Solovki Camp, which would come to represent the prototype and “school” of the Gulag, was established in 1923. The transition from the NEP era to Stalinism is mirrored in the number and treatment of the prisoners.
The Solovetsky Islands are situated in the White Sea. In 1923, the GPU (State Political Directorate, successor to the “Cheka”) sent the first political inmates to Solovetsk. The monastery there was converted to serve as a camp. The prisoners had to perform forced labour, initially for the camp operations themselves. Thousands died as a result of undernourishment, insufficient hygiene and extreme climatic conditions. Others were tortured or shot to death. In 1930, Solovetsk was awarded the status of “corrective labour camp” whose conditions anticipated those of later such institutions. It was closed in 1939 in the period leading up to the “Winter War” between the Soviet Union and Finnland.

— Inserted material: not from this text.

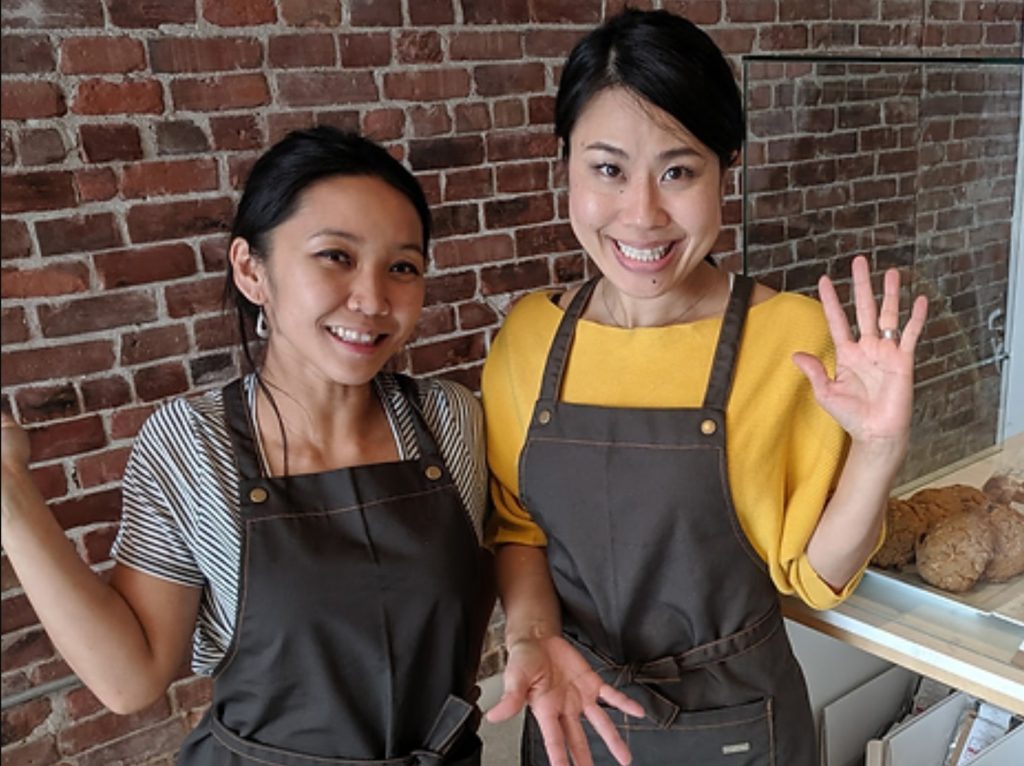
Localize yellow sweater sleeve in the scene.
[482,293,867,608]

First-hand report by Dmitry Likhachov
"I will try to describe the organization of the camp. There were 14 squadrons in the Kremlin (as a section of the monastery buildings was called, fenced with walls of giant boulders overgrown with orange lichen). The 15th squadron, outside the Kremlin, consisted of convicts who lived in different "shalmany” [crooks’ slang for dive, joint; robbers’ den, comfortless, dirty lodging – translator’s note] – at the Mechanical Plant, the Alabaster Factory, the Baths No. 2, etc. The camp burial-ground was called 'the 16th squadron’. They were joking, but in some squadrons in winter, corpses would lie naked and uncovered by earth.”
Report by Dmitry Likhachov, 1997
D. Likhachov (1906-1999), philologist, later member of the academy, arrested in 1928 and deported to the Solovetsky Islands, early release in 1932 with the distinction “best worker” in the construction of the White Sea – Baltic Canal.